So you’ve welcomed a new horse into your family, or you’ve recently relocated your horse to a new barn. In any new situation, if you have other horses around there will be introductions to make. Horses, just like any other animal, have distinct personalities which can come into play when introducing a horse to others. Some posess more of a dominant personality while others prefer to munch on their hay, left alone to their thought. Yet others fall somewhere in the middle. Regardless of what personality type your horse subscribes to, it is important to be knowledgeable about herd dynamics when you’re dealing with multiple horses.
In the wild, horses are herd animals with each member of the herd serving a role. Herds are made up of dominant horses that protect the other members and ensure an adherence to routine as well as horses who are lower on the totem pole who need protection. Horses use a variety of body language to communicate, ensuring that the hierarchy is maintained and not disturbed.
To that end, even domesticated horses will draw upon their instincts when establishing a hierarchy in the pasture. It is beneficial — and much safer — to know what type of personality each horse has before putting them into a pasture together. For example, two horses who tend towards more dominant personality traits may not do well turned out together. They may bicker or fight, which increases risk for injury. Rather than just tossing a herd of horses into a pasture to fight it out, do your best to know what personalities you are mixing and make adjustments according to how each horse reacts in a herd environment.

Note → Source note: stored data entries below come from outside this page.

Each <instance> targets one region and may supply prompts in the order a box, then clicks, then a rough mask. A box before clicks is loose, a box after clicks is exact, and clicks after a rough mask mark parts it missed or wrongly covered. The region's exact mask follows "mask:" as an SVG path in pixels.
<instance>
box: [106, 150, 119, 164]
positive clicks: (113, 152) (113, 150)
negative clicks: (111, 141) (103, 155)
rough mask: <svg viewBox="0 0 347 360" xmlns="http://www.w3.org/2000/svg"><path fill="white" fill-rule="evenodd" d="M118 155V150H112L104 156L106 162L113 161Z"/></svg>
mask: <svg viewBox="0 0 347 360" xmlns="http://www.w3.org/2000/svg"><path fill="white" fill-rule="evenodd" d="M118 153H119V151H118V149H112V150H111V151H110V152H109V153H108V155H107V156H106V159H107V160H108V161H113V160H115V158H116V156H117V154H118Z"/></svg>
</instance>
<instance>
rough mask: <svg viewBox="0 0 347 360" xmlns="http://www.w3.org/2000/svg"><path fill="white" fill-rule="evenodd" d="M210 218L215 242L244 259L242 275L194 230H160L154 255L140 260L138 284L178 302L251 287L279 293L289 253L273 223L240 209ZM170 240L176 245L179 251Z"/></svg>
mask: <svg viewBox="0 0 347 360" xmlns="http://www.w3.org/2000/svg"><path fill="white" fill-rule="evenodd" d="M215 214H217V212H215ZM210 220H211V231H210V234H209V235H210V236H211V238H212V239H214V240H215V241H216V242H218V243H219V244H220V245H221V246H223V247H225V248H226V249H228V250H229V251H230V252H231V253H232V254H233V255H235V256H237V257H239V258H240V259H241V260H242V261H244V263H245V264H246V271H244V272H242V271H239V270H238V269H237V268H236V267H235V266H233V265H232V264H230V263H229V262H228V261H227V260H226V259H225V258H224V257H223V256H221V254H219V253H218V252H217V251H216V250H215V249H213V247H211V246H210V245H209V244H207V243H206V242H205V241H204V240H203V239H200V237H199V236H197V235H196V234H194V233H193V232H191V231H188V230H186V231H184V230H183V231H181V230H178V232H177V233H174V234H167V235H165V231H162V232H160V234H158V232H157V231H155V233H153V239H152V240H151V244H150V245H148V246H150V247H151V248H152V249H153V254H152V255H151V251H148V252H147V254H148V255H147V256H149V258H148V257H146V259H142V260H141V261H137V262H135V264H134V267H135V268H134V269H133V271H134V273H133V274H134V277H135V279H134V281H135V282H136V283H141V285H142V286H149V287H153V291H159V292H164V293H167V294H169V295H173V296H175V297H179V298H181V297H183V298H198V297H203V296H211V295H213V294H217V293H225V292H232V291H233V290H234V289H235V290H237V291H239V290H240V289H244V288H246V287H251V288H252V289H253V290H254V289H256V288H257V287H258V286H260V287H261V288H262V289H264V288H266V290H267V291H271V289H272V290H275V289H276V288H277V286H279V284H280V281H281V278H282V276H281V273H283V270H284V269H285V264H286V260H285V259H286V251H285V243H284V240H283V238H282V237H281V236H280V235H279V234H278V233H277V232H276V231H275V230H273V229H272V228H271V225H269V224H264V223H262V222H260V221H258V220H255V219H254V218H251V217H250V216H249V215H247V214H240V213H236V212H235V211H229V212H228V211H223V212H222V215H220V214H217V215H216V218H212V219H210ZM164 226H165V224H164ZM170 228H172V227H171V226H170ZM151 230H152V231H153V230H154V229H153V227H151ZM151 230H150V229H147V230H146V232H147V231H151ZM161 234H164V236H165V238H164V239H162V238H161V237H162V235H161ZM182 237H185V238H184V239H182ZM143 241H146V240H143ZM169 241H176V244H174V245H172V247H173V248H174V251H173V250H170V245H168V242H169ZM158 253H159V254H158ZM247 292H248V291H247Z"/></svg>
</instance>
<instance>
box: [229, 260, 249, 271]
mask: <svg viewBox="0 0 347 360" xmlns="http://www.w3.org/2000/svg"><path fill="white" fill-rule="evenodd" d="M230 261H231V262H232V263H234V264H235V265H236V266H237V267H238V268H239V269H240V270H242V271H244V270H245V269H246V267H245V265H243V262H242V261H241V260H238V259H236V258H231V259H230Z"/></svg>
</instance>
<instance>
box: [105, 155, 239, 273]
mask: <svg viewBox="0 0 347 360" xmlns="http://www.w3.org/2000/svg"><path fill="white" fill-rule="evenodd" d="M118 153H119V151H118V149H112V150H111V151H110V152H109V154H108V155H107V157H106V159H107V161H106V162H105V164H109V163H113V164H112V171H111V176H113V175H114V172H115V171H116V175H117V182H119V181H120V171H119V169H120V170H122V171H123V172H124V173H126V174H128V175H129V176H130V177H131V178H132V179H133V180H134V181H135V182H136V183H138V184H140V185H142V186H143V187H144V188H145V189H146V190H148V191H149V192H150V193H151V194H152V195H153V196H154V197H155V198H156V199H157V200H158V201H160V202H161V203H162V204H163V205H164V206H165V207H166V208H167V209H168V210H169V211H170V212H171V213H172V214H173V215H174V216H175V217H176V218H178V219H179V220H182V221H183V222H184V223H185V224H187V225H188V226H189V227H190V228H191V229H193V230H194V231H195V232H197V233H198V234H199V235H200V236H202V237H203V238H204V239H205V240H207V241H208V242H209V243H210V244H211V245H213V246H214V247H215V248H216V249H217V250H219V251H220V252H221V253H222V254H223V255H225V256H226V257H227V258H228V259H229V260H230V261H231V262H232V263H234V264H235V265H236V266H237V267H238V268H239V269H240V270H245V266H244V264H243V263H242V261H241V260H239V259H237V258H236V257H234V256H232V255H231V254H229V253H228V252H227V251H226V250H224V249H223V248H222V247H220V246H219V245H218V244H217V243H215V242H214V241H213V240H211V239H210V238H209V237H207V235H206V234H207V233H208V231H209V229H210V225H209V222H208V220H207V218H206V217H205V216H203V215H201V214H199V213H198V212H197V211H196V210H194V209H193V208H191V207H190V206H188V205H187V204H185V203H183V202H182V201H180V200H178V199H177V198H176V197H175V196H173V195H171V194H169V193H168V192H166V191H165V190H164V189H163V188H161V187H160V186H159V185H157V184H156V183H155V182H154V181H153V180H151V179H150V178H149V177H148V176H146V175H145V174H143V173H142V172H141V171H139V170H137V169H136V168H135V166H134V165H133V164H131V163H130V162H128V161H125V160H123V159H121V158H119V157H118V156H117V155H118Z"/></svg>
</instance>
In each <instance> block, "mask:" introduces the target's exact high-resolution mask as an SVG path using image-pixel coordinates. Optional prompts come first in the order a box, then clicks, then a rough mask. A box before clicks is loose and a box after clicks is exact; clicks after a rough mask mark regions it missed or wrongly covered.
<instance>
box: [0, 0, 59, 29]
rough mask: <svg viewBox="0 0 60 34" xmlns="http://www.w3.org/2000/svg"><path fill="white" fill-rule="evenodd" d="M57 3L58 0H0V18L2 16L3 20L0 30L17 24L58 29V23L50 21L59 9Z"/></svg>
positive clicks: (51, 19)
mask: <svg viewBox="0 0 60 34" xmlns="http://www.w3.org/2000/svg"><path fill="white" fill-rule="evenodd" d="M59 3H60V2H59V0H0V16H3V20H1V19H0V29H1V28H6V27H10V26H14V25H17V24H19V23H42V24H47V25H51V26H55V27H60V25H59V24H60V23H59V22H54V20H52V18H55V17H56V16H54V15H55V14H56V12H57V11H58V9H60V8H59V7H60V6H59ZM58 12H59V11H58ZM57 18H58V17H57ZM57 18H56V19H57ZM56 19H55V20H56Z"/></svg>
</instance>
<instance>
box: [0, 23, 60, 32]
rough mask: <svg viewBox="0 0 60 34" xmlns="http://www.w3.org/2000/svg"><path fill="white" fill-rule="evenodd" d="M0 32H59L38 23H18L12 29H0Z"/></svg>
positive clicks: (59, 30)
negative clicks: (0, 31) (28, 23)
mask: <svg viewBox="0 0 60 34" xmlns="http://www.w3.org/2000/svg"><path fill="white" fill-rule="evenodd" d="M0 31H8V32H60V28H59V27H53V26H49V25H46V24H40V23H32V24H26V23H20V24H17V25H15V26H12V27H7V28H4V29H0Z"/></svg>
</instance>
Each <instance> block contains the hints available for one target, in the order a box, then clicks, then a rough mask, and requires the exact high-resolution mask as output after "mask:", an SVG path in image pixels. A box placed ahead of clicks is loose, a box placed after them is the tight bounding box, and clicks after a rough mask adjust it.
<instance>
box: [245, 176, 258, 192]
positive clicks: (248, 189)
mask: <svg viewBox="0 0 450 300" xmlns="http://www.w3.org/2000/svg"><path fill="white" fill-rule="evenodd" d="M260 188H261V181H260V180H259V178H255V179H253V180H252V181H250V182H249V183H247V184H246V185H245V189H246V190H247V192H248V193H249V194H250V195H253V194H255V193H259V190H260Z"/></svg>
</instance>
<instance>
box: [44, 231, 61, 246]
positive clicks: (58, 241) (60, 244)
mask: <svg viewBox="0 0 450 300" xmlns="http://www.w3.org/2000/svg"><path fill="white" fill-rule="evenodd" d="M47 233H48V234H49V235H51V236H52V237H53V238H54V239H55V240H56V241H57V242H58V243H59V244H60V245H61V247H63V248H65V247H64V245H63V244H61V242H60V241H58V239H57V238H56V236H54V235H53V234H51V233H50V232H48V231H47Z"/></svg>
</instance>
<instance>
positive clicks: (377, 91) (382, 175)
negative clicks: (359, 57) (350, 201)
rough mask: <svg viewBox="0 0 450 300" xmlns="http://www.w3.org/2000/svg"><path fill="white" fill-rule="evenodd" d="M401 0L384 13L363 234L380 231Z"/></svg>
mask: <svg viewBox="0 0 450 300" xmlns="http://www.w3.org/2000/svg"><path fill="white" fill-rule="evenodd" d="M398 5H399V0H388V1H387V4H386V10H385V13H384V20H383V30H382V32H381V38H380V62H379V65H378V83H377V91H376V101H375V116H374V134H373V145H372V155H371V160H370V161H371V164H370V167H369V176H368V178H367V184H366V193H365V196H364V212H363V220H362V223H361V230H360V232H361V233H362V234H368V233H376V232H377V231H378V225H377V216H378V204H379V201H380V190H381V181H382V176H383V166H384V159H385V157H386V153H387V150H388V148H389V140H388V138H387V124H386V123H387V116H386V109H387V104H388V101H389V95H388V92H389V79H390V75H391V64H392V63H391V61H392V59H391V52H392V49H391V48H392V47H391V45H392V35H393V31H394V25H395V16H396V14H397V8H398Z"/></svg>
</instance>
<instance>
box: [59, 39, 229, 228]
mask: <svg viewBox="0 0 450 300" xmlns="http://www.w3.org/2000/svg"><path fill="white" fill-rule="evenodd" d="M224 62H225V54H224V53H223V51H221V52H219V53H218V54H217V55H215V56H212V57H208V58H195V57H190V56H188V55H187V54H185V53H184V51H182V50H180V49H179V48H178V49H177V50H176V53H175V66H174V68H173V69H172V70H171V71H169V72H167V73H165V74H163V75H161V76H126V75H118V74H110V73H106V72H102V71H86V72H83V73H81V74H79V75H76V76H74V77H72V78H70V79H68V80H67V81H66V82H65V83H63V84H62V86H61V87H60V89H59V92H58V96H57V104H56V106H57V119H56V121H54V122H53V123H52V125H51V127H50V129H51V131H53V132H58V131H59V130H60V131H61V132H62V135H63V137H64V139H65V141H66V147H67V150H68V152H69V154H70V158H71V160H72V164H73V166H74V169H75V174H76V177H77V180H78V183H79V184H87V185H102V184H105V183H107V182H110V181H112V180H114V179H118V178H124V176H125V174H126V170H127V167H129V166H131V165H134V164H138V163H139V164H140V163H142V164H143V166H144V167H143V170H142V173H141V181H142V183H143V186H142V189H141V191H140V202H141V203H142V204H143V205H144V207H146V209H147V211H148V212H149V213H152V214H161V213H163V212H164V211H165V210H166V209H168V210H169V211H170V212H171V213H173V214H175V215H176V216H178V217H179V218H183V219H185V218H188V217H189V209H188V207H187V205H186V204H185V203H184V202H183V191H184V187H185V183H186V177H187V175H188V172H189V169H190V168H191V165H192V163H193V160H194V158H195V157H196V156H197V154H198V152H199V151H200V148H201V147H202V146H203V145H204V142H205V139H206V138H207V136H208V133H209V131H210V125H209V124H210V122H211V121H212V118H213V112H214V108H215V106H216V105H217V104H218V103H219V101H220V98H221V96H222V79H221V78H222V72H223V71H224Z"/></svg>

Many people will subsribe to the notion of just “letting them figure it out” in the pasture, and while this is an argument in itself, the knowledgeable horse owner or barn manager should bear in mind that too much mixing or change in herds can often spell trouble in the form of injuries. That being said, just because a few squeals or pinned ears happen when horses first meet does not necessarily mean that they should be separated immediately. Pay attention to how the herd establishes a hierarchy, and make your adjustments according to ongoing behavior. More often than not, the squeals are used to establish the herd, and once that has been sorted things stay fairly even keel.
Learning about herd dynamics in the wild can translate to being able to better understand your own horses and how they interact. Horses are, instinctively, herd animals, so encouraging them to have a buddy or two is healthy, but just make sure that you are observing the signs of a healthy herd rather than an abusive relationship.